What the Neocons of 2001 Can Tell Us About the Campaign of 2012

The startling revelations in a new book about warnings of an imminent al-Qaida attack delivered to George W. Bush long before 9/11 give us new insights into his administration’s alleged negligence in preventing the attack, which occurred 11 years ago Tuesday. The book also helps to further explain why the administration, dominated by key neoconservative figures such as then-Deputy Defense Secretary Paul Wolfowitz, segued so quickly to Saddam Hussein after 9/11.

But just as importantly, the book by reporter Kurt Eichenwald, 500 Days: Secrets and Lies in the Terror Wars, raises new questions about the degree to which the neocons of 2001 are still shaping the Mitt Romney campaign of 2012. Because if what Eichenwald is saying is correct, the evidence of the self-delusion of the neoconservatives and hard-liners in the biggest strategic decision in recent American history is all the more compelling, and their return to the Washington scene all the more worrisome.

Eichenwald writes that the Bush administration had much harder intelligence than has been previously revealed about the threat from al-Qaida, beginning in the spring of 2001. By May 1 of that year, he reports, the CIA told the White House of a report that “a group presently in the United States” was planning a terrorist operation. But the CIA was repeatedly rebuffed. “Neoconservative leaders who had recently assumed power at the Pentagon were warning the White House that the CIA had been fooled,” Eichenwald wrote in The New York Times on Tuesday. “According to this theory, bin Laden was merely pretending to be planning an attack to distract the administration from Saddam Hussein, whom the neoconservatives saw as a greater threat.”
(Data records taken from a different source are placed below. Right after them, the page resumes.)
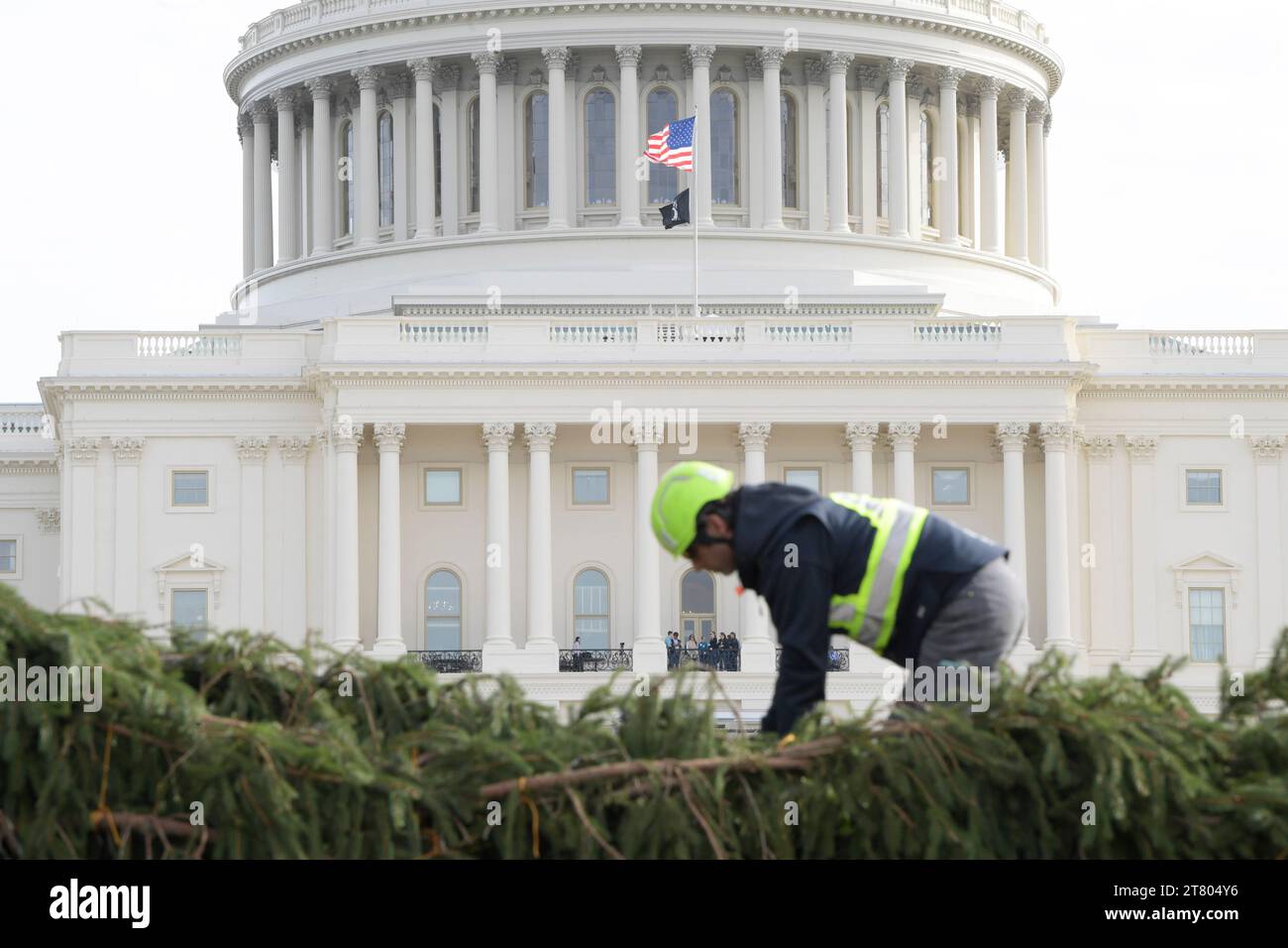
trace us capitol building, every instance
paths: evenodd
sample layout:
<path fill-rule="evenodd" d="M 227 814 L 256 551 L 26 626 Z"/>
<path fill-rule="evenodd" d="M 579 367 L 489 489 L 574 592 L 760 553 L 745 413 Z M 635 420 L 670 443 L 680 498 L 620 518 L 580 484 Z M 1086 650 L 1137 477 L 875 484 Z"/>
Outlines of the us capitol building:
<path fill-rule="evenodd" d="M 0 579 L 565 708 L 665 672 L 670 629 L 737 632 L 721 711 L 759 715 L 768 610 L 647 525 L 701 458 L 1002 539 L 1019 663 L 1189 655 L 1211 711 L 1216 663 L 1264 664 L 1285 623 L 1288 331 L 1059 310 L 1063 79 L 992 0 L 277 10 L 224 71 L 231 308 L 61 334 L 40 402 L 0 406 Z M 696 178 L 648 165 L 694 111 Z M 658 213 L 690 178 L 697 317 L 692 230 Z M 862 707 L 884 663 L 836 642 L 828 702 Z"/>

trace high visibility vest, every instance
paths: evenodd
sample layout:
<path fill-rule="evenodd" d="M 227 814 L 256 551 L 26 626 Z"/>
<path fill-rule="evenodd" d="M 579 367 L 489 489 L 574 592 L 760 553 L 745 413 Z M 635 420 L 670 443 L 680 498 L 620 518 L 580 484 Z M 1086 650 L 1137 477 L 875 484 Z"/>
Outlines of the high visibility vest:
<path fill-rule="evenodd" d="M 857 592 L 832 596 L 828 627 L 857 638 L 878 655 L 890 644 L 912 555 L 929 511 L 894 498 L 838 491 L 828 498 L 867 517 L 876 530 Z"/>

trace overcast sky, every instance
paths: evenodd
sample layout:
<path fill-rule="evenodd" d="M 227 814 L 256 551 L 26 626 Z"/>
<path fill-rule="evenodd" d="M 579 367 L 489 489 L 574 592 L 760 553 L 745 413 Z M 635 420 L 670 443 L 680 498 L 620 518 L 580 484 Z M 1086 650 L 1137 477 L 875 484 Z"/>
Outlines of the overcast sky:
<path fill-rule="evenodd" d="M 1066 67 L 1050 138 L 1061 308 L 1124 328 L 1288 325 L 1284 5 L 1019 5 Z M 241 152 L 220 77 L 273 8 L 59 0 L 50 21 L 48 4 L 0 6 L 24 80 L 0 150 L 0 401 L 37 400 L 59 330 L 192 330 L 228 308 Z"/>

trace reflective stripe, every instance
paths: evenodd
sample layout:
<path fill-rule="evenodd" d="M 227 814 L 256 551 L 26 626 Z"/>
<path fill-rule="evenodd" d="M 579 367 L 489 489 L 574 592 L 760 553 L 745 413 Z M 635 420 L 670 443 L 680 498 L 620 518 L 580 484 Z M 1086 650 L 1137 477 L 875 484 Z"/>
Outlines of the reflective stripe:
<path fill-rule="evenodd" d="M 858 592 L 832 596 L 828 620 L 880 654 L 894 635 L 903 580 L 921 539 L 927 511 L 893 498 L 849 493 L 828 497 L 867 517 L 876 530 Z"/>

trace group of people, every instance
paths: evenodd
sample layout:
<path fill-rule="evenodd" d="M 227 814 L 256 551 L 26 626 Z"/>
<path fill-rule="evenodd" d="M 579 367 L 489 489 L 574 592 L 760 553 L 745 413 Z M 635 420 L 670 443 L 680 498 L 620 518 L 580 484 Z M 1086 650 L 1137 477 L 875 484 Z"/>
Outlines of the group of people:
<path fill-rule="evenodd" d="M 735 672 L 739 668 L 741 655 L 742 644 L 733 632 L 712 635 L 702 641 L 692 633 L 687 641 L 681 641 L 680 633 L 675 629 L 666 633 L 667 668 L 679 668 L 681 662 L 697 662 L 712 671 Z"/>

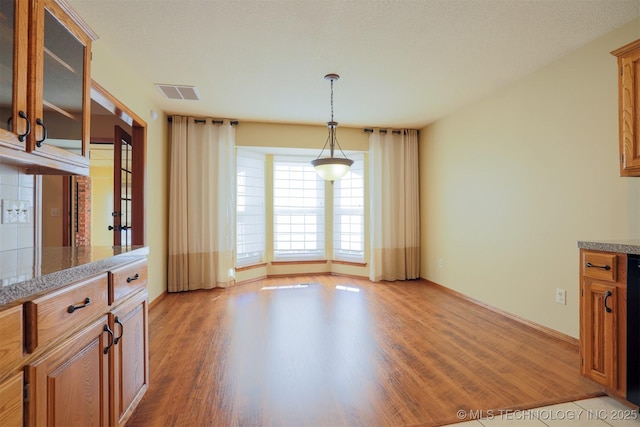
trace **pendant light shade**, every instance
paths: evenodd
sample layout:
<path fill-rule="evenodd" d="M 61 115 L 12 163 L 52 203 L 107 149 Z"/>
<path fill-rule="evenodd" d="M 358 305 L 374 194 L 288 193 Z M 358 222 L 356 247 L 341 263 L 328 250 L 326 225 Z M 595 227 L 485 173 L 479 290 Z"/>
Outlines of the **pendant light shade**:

The book sheds new light on one of the mysteries of that period: why Bush and hard-liners in his administration fixated so quickly on Saddam after 9/11, even though the evidence that al-Qaida had acted alone from its base in Afghanistan was overwhelming. According to Eichenwald, senior officials had convinced themselves from the very start of the administration in January 2001 that al-Qaida was in league with Saddam, who was really running the show. Others reported at the time that Wolfowitz, among others, expressed disbelief after 9/11, in meetings at the White House, that bin Laden could have done so much damage acting alone, though of course he had.

And it was not just Wolfowitz. Other neoconservatives or hard-liners who were also urging or supporting the shift to Saddam at the time included some key members of Mitt Romney’s team of “special advisers” on foreign policy: Eric Edelman, deputy national security adviser to Vice President Dick Cheney; Eliot Cohen, a member of Defense Secretary Donald Rumsfeld’s Defense Policy Advisory Board; neocon scholar Robert Kagan; and former Defense Department Comptroller Dov Zakheim, as well as other advisers such as former U.N. ambassador John Bolton.

Eichenwald’s reporting is backed up by other real-time reporting in February of 2001, shortly after Bush took office. Newsweek reported as follows: “There is an uneasy feeling in the upper levels of the U.S. government that the threat posed by bin Laden is growing--and coming ever closer to home. Intelligence officials tell Newsweek that they believe bin Laden, the Saudi billionaire who is thought to be hiding out somewhere in Afghanistan, could strike at any time.” 

This was also, quite obviously, being communicated to the Bush administration at the time, especially since a mere six days before Bush’s inauguration the FBI came out with a report linking the deadly 2000 bombing of the USS Cole in Yemen to al-Qaida.

But the senior officials of the Bush administration, including the president, Rumsfeld, and Cheney, saw the al-Qaida threat through another lens, and no amount of actual—and now-vindicated—intelligence from the CIA was apparently going to convince them otherwise. As George Packer wrote in his 2005 book, The Assassins' Gate: “After the Cold War ended, they sat out the debates of the 1990s [about transnational terror].... When September 11 forced the imagination to grapple with something radically new, the president's foreign policy advisers reached for what they had always known. The threat, as they saw it, lay in well-armed enemy states."